Jorge Alberto Gudiño Hernández
25/02/2024 - 12:01 am
Un producto rancio de la polarización
Considerar la posibilidad de defender a un político o a un partido me resulta absurdo, sin importar sus ideologías o sus resultados.
Me habla un amigo intentando encontrar eco a su indignación. Suelta la noticia (da igual cuál sea) y desea que me sume, de inmediato, a su cruzada. Intento ser prudente, matizar, entender lo que está diciendo y me corta: buscará a otro interlocutor más a modo, que abrace sus causas de inmediato. Leo a un columnista quejándose del deterioro del Estado. Comparto algunas de sus opiniones, pero no todos sus argumentos. Más tarde, recibo la liga a las columnas de dicho periodista, de parte de varios amigos, incluido el indignado de la mañana.
Entiendo la crítica y la aplaudo. Incluso cuando es exagerada. Los ciudadanos tienen derecho a la queja. En todas las sociedades ocurre esto: se habla mal del estado de las cosas, del gobierno, de los servicios, de los derechos o de la forma de vida. Es normal. Conformarse con lo que se tiene es algo impropio de las personas. Se desea más y se buscan culpables para justificar lo que no se tiene. Incluso en los países más civilizados, con estados de derecho más sólidos, con instituciones firmes y niveles altísimos de seguridad social, sus habitantes se quejan. Razones nunca faltan. Y está bien. Uno no mira a quienes están peor para aplacar sus deseos o su inconformidad: se aspira a potenciales máximos.
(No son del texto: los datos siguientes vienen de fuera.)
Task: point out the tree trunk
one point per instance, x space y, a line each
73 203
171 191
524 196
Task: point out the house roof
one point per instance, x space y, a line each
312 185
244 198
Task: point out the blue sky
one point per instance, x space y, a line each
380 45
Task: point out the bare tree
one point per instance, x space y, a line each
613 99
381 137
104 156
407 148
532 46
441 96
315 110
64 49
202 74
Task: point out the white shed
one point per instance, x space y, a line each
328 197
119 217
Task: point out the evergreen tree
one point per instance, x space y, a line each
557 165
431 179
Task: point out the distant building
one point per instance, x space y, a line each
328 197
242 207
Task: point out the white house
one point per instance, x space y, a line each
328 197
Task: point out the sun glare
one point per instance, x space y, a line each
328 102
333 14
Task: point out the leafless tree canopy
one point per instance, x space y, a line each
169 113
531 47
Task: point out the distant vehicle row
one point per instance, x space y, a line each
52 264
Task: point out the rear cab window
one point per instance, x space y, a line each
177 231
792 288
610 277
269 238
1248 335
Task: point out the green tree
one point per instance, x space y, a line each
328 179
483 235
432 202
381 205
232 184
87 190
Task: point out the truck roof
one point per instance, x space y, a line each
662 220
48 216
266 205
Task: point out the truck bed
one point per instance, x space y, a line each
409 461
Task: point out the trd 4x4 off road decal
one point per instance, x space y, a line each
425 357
La ceja de la sospecha se alza cuando, en medio de todas estas críticas, se suman acusaciones que suenan excesivas. Pactos, prebendas, corruptelas, asociaciones delictuosas y demás. Que escriba esto no significa que no existan ni que yo lo crea. Al contrario, es fácil convencerme de que es y ha sido así desde hace demasiado tiempo. El problema es la falta de pruebas. Decir que alguien dijo o que alguien le contó a uno no basta para alzar el dedo flamígero acusando a una persona de una responsabilidad que no tiene sólo por el hecho de que ha actuado mal en otros ámbitos.
Y es aquí donde se pone interesante la cosa, donde surge ese producto rancio de la polarización: la defensa de las causas ajenas.
Insisto: es normal criticar y señalar, incluso sin fundamento. El chisme y cierta sevicia bastan para acusar a cualquiera. No resulta sorprendente. Lo que llama la atención es que, en un afán de entrar en la discusión, se defienda a los contrarios.
Leo al mismo columnista que fue crítico hace dos o tres sexenios hablando maravillas de los gobernantes de antaño. Escucho a mi amigo que se quejó amargamente durante los sexenios anteriores diciendo que ojalá nos siguieran dirigiendo hombres de esa probidad. Hasta hay una campaña para las próximas elecciones que habla de las bondades del partido más odiado por las mayorías desde hace décadas. No es un asunto de desmemoria sino de tener la razón a la hora de ser críticos… como si se les estuviera juzgando a ellos.
Me da mucho trabajo defender una causa que no sea la mía o la de alguno de mis afectos. Considerar la posibilidad de defender a un político o a un partido me resulta absurdo, sin importar sus ideologías o sus resultados. Estamos mal, muy mal, y llevamos mucho tiempo así. Es probable que ahora estemos peor que antes o un poco mejor. Es una discusión que se puede llevar a cabo, que es pertinente y útil. Lo que resulta absurdo y es ese lastre que surge de la polarización es que, para intentar probar algo, se hablen maravillas de los otros gobiernos (y esto aplica en cualquier momento en que se lea, sea quien sea quien gobierne).
Insisto, criticar es normal, es lógico y saludable; defender a los impresentables sólo puede ser un síntoma de lo mal que funcionan nuestros argumentos. Cada quien.